One of the most powerful kombucha benefits is its ability to streamline and improve digestion. This beverage is packed with healthy probiotics that help the body break down foods. Kombucha is a natural diuretic, meaning it helps flush out waste and toxins more quickly. Drinking kombucha may also prevent bacterial and fungal infections. A study published in the Journal of Medicinal Food points to the antioxidant activity of kombucha as the agent for protective digestive health benefits (1).
Kombucha made with true tea leaves may help protect heart health by lowering bad LDL cholesterol. A study in the Journal of Nutrition showed that green tea can reduce the risk of heart disease by more than 30 percent (2). While the study focused on brewed green tea, kombucha may still offer these health benefits when it is made using green tea leaves.
Drinking kombucha may help ease the symptoms of diabetes in certain patients. Most studies have been conducted on animals, but show promising evidence that needs to be confirmed in human trials.
A study published in BMC Complementary and Alternative Medicine examined the effects of kombucha in diabetic rats. Researchers found that kombucha was more effective than black tea in reducing blood glucose levels. These results were due to the fermented tea's ability to inhibit a-amylase and lipase activity. It was also shown to inhibit the absorption of bad cholesterol and triglycerides (3).

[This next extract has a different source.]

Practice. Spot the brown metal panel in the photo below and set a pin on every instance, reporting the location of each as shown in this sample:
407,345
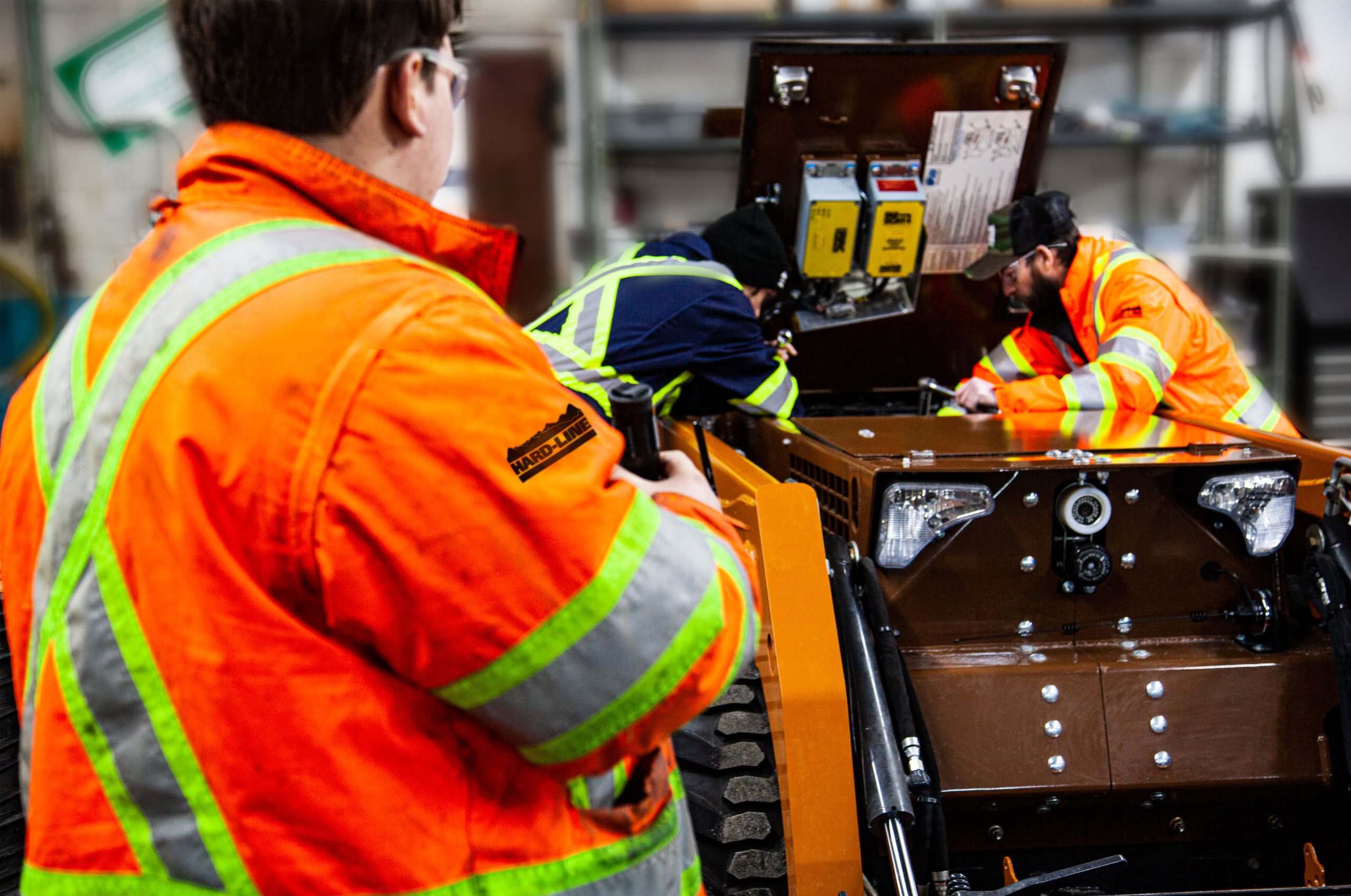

Drinking kombucha is safe when consumed in mild amounts and when brewed properly. If you buy kombucha products from a health food store, you don't need to worry too much about its quality. If you are brewing kombucha at home, you need to use the right containers and prevent the mixture from being contaminated. Here, we'll go over a few things to watch out for.
Kombucha should NEVER be brewed in ceramic containers or those that use lead crystal or paint coatings. The acidic nature of kombucha can leach these chemicals into the tea mixture and cause lead poisonings. Don't use lead-glazed ceramic pots or pans at any point during the preparation process. Stick to clear, glass jars to ensure safety.
Drinking kombucha in excess can lead to high concentrations of acid in the human body known as acidosis. This can result in serious health problems including irregular heartbeat and death. Don't drink kombucha every day and make sure to keep all homebrews between a pH of 2.5 and 3.5.
While kombucha is a naturally made tea, it does contain a small amount of alcohol—typically 0.5 percent. People who suffer from alcoholism should not drink kombucha.
For kombucha brewing at home, it's important to take steps to prevent contamination of the tea. Always use clean utensils and wash your hands liberally before and during the brewing process. Take particular care if you are going to store a kombucha SCOBY for future use. Always store the SCOBY at cooler temperatures—generally in the refrigerator—to prevent bacterial growth. Finished kombucha should always be stored in the refrigerator to prevent further fermentation and contamination of bad bacteria.
Kombucha tea is made by fermenting tea, sugar, and a symbiotic colony of bacteria and yeast. The by-products of the fermentation process include organic acids, carbonation, and increased counts of good bacteria and microorganisms. While its purported health benefits are extensive, research has only confirmed a few of these potential benefits.
Whether you simply enjoy the flavor or are looking for a new healthy tea, kombucha is worth a taste. Make sure to consume in moderation and only drink high quality brews from brands you trust. If you choose to brew at home, follow the directions carefully to avoid contamination and negative side effects.